This model demonstrates real-time human pose estimation using Python. This is done by capturing frames from videos, calculating FPS, and running MediaPipe’s pose estimation model. Landmarks (33 body keypoints) are detected in real time, drawn on the frame with connections (skeleton), and tested across multiple videos.
Libraries:
OpenCV (cv2): For video capturing, image processing, drawing text, shapes, and showing output.
MediaPipe: For the pose estimation model and utilities to draw landmarks and connections.
time: To calculate frames per second (FPS).
Model:
MediaPipe Pose: It is a lightweight deep learning model capable of detecting 33 landmarks on the human body. The model works with both detection and tracking modes for efficiency. Detection mode finds new poses. Tracking mode follows existing ones, saving computation.
The final result of this model is the detection of 33 pose landmarks (joints such as nose, eyes, ears, shoulders, elbows, hips, knees, ankles, etc.) in real-time video at ~24 FPS on CPU. Skeleton connections are drawn between the landmarks. This model can do smooth tracking of body joints across frames. The FPS counter shows performance, proving it runs efficiently on CPU without GPU acceleration.
- Frame Capture & FPS Calculationcv2.VideoCapture() was used to read video frames. cv2.imshow() displayed the frames. FPS was tracked using time difference between frames.
- Pose Detection Pipeline converted BGR frames into RGB. These RGB frames were passed through mp.solutions.pose.Pose().process() in order to get 33 landmarks with (x, y, z, visibility) values. Then normalized coordinates were scaled into pixel coordinates (using image width and height).

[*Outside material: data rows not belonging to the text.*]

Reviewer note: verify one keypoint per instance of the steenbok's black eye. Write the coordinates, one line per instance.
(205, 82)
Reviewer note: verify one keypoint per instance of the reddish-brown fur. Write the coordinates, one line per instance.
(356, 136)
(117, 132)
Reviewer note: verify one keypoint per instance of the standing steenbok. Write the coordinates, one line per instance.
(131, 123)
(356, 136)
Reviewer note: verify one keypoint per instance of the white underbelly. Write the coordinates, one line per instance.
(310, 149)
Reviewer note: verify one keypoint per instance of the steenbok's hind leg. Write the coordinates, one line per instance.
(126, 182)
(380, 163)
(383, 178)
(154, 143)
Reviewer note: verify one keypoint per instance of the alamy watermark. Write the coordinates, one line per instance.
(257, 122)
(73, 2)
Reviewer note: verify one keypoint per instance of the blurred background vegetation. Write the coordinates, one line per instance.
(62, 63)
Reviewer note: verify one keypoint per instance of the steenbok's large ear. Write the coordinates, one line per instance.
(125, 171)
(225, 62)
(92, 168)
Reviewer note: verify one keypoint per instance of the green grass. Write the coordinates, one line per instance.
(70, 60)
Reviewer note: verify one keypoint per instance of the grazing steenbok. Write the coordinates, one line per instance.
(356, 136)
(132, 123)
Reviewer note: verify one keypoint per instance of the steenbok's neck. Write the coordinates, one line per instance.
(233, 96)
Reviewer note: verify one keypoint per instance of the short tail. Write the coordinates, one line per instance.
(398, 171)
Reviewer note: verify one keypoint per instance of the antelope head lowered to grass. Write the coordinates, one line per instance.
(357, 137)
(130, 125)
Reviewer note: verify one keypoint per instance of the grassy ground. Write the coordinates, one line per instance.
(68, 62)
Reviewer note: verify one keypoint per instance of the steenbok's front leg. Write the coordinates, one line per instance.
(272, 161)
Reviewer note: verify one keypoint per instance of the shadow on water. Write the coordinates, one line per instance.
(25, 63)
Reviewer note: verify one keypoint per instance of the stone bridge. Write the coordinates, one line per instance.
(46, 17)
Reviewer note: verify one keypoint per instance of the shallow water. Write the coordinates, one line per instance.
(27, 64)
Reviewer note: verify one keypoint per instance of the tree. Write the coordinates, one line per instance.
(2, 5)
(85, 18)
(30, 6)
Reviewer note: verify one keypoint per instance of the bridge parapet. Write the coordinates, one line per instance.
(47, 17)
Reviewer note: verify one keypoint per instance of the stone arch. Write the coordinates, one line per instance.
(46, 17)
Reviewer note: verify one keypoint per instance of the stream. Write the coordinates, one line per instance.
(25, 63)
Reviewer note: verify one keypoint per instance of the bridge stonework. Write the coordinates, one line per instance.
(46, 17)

- mp.solutions.drawing_utils.draw_landmarks() was used for drawing landmarks, overlay joints and skeleton lines.
- Object-Oriented Module Creation used the pipeline in a PoseDetector class with parameters for mode, upper body, smoothing, detection confidence, and tracking confidence. Methods like findPose() encapsulated the detection logic. The class was reused across test videos.
In conclusion, this model is a real-time vision-based system to detect human joints from videos and evaluate pose using pose estimation techniques, helping users perform exercises correctly by comparing predicted postures with ideal reference models. The modular class (PoseDetector) makes it simple to reuse the code for future projects like gesture recognition, fitness tracking or AR applications.